Ben swallowed before replying. ‘He’s just had the X-ray results. Two small bones broken in his foot.’
Hannah sank down onto one of the stools next to the kitchen island. ‘Oh, no. I was hoping it wouldn’t be this bad.’
Ben nodded. ‘Yeah. Me too, sis.’
‘What about the Commonwealth Games?’ asked Hannah. After all, it was all Alex had talked about, aimed for, for so long.
‘I don’t know,’ said Ben, with a shrug of his shoulders and looking downcast. ‘But given that it’s going to be at least six weeks to recover, even if the breaks are clean it’s going to be pretty tight for him to be ready and fit in time. I’m not sure he’s going to make it.’
‘Poor Alex,’ said Hannah.
She looked down at the completed chocolate cake, her mind racing on other bakes. She immediately reached out to grab a jar of pecan nuts on the counter. ‘I know,’ she decided out loud. ‘I’ll make his favourites.’
‘And what are those?’ asked Ben, looking surprised.
‘Maple pecan plaits,’ she told him. ‘He loves those.’
‘Well, if your baking can’t cheer him up I’m not sure what will,’ said Ben.
‘It really is the least I can do,’ she replied. ‘Considering what happened.’
‘Listen,’ began Ben.
But Hannah held up her hand. ‘I know.

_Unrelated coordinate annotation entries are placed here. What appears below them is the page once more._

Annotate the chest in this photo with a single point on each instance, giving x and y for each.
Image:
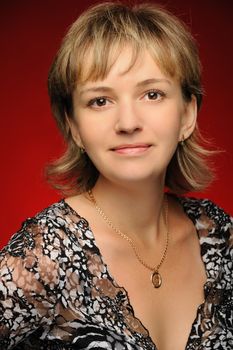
(169, 311)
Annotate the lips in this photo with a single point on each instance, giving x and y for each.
(131, 148)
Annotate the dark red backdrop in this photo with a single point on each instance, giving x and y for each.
(30, 33)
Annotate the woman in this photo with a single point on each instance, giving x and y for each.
(120, 263)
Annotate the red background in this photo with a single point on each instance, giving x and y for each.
(30, 33)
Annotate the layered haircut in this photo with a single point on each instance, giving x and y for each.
(88, 52)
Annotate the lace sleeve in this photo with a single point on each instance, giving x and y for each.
(28, 279)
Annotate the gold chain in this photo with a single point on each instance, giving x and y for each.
(155, 277)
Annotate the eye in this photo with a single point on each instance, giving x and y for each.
(154, 95)
(98, 102)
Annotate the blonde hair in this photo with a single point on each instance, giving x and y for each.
(96, 34)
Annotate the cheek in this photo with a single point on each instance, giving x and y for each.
(166, 123)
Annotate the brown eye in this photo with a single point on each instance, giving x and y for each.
(100, 102)
(153, 95)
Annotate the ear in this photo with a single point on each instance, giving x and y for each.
(189, 119)
(72, 125)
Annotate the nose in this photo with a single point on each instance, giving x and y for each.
(128, 120)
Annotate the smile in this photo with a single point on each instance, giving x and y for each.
(131, 149)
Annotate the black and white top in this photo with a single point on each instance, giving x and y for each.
(57, 293)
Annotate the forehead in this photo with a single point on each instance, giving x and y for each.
(119, 61)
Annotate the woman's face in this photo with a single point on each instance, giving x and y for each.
(130, 122)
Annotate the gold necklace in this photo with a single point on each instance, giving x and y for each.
(156, 278)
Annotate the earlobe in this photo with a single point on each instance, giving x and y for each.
(189, 119)
(74, 131)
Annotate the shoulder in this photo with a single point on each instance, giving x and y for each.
(47, 232)
(209, 218)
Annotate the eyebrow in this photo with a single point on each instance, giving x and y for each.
(139, 84)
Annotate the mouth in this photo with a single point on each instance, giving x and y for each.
(131, 149)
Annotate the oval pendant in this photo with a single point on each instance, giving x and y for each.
(156, 279)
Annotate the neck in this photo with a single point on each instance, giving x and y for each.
(135, 210)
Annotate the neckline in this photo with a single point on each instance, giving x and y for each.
(209, 280)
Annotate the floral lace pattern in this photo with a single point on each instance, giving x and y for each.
(56, 292)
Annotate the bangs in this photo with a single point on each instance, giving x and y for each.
(94, 55)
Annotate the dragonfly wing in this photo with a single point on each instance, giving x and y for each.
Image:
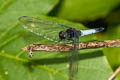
(74, 58)
(41, 27)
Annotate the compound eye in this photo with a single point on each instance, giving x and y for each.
(62, 35)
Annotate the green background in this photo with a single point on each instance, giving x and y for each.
(94, 64)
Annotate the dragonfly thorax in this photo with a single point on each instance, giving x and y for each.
(69, 34)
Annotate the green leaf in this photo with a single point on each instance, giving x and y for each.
(16, 65)
(84, 10)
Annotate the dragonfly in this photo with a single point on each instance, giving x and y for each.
(56, 32)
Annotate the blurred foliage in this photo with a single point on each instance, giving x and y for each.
(94, 64)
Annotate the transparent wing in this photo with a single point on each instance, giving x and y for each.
(74, 57)
(41, 27)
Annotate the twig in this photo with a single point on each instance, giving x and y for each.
(67, 47)
(114, 74)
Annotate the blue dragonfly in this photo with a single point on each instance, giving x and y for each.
(56, 32)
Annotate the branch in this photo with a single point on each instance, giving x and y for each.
(114, 74)
(67, 47)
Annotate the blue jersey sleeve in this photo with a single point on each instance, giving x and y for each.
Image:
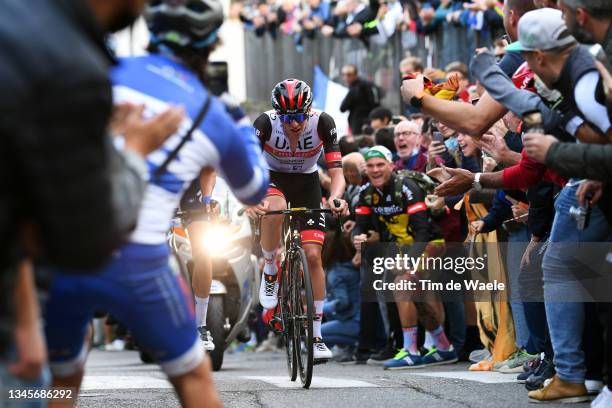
(243, 167)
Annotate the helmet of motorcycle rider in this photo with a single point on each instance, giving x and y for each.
(184, 23)
(291, 96)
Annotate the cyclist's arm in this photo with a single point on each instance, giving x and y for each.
(418, 218)
(326, 128)
(105, 186)
(464, 117)
(208, 178)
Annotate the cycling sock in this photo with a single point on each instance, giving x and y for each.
(316, 324)
(410, 342)
(429, 343)
(201, 310)
(439, 339)
(269, 259)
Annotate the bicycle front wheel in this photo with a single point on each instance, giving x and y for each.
(304, 316)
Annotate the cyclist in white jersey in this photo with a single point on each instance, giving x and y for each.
(293, 136)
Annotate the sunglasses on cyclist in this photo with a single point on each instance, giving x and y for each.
(290, 117)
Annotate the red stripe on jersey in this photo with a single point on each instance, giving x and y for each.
(274, 191)
(333, 156)
(312, 237)
(290, 88)
(363, 210)
(415, 208)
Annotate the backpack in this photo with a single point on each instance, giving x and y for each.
(422, 180)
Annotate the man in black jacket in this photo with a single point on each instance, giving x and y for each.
(363, 96)
(66, 195)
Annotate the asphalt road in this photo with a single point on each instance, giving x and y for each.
(119, 379)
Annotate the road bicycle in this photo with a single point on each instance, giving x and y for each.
(294, 314)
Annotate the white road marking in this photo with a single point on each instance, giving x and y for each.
(317, 382)
(486, 377)
(114, 382)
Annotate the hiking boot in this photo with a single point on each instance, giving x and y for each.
(560, 391)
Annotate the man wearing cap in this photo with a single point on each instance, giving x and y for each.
(555, 56)
(394, 207)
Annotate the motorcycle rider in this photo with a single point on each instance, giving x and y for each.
(198, 197)
(293, 136)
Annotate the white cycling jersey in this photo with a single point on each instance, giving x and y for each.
(319, 135)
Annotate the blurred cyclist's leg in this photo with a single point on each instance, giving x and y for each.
(201, 278)
(196, 388)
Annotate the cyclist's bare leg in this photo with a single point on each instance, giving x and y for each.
(73, 382)
(271, 225)
(202, 264)
(196, 388)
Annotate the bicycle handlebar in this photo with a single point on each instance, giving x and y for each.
(295, 210)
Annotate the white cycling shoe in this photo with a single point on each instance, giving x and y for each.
(320, 350)
(268, 291)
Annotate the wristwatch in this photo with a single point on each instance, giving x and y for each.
(476, 183)
(417, 100)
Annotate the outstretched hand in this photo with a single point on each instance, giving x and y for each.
(460, 182)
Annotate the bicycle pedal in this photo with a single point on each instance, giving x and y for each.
(275, 324)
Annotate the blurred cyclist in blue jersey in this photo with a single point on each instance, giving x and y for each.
(137, 286)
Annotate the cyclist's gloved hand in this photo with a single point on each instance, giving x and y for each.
(338, 206)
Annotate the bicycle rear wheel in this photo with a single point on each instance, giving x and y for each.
(304, 315)
(286, 316)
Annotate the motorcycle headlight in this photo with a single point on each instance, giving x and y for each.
(218, 238)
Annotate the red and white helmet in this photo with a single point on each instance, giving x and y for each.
(291, 96)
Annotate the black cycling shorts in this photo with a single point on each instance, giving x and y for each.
(301, 190)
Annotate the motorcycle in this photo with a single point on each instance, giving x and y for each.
(235, 284)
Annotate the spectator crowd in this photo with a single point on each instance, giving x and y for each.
(513, 150)
(516, 154)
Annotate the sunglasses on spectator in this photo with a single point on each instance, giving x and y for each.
(290, 117)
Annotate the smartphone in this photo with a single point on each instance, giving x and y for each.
(437, 137)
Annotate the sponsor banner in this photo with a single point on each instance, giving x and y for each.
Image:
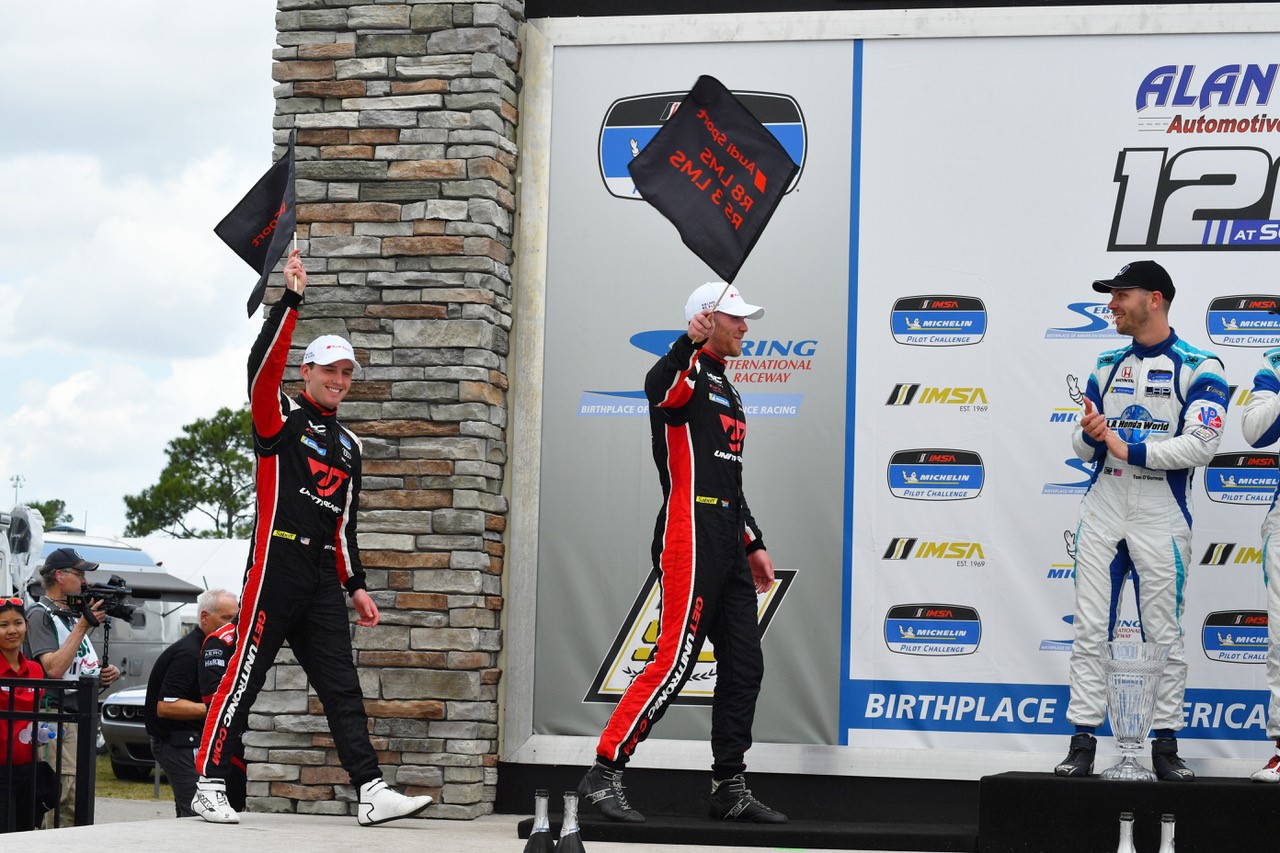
(936, 474)
(1097, 324)
(1235, 637)
(1028, 710)
(938, 320)
(932, 629)
(1242, 478)
(1243, 320)
(631, 404)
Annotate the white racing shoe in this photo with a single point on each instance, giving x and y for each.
(1270, 772)
(379, 803)
(210, 802)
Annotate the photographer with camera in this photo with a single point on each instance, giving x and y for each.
(58, 638)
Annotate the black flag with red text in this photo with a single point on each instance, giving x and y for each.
(260, 227)
(716, 173)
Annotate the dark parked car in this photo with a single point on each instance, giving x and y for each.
(126, 734)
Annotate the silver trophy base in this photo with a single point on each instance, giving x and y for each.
(1128, 770)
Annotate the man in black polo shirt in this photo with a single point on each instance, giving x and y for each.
(176, 706)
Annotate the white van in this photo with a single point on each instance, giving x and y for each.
(135, 644)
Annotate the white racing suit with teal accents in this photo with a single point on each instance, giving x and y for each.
(1261, 427)
(1168, 404)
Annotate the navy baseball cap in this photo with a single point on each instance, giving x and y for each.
(1148, 276)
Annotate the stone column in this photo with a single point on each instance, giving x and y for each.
(406, 149)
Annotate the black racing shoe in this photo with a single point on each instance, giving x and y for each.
(1079, 757)
(1166, 763)
(602, 787)
(731, 801)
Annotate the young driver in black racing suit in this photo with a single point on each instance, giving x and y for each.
(304, 556)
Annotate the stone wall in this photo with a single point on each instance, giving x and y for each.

It’s not my fault. But let me at least do this for him.’
Her brother nodded. ‘Still, at least the race was a good turnout, despite how it finished.’
‘It was, wasn’t it?’ Hannah knew how tight things still were for the hotel so any successes were to be celebrated.
‘There’ll be a big write-up in the local newspaper as well which will be great publicity.
I was going to suggest we make it a monthly race thing but that just seems cruel at this moment,’ carried on Ben, with a frown.
‘I’ll have to leave that idea for a while.
I don’t want to upset Alex any further. But now that we’re into the summer months, it’s going to be impossible to hold the light festival to bring in new people from the local areas. ’
The light festival had been Dotty’s idea over the winter, in which floating lanterns had been placed on the lake in a show each weekend, in time to music played over speakers on the beach.
It had rapidly gained in popularity, so much so that the hotel had become full each weekend that it had been held.
But now that April had arrived and the clocks had jumped forward, the lighter evenings meant that it wouldn’t be possible to hold it over the coming months.
‘We’ll have to think of something else,’ said Ben, still frowning. ‘We need something to draw in the local community, I reckon.’
‘You will,’ Hannah told him.
As she began to make the puff pastry for the maple pecan plaits, she let her mind wander, trying to think up ideas that might bring in extra funds to the hotel that summer, but could think of nothing so carried on with her baking.
‘Hope so,’ muttered Ben before brightening up. ‘But you know what always helps generate a good idea? Another one of these.’
He was already heading out of the kitchen with a second macaron before Hannah had a chance to lob a dishcloth at him.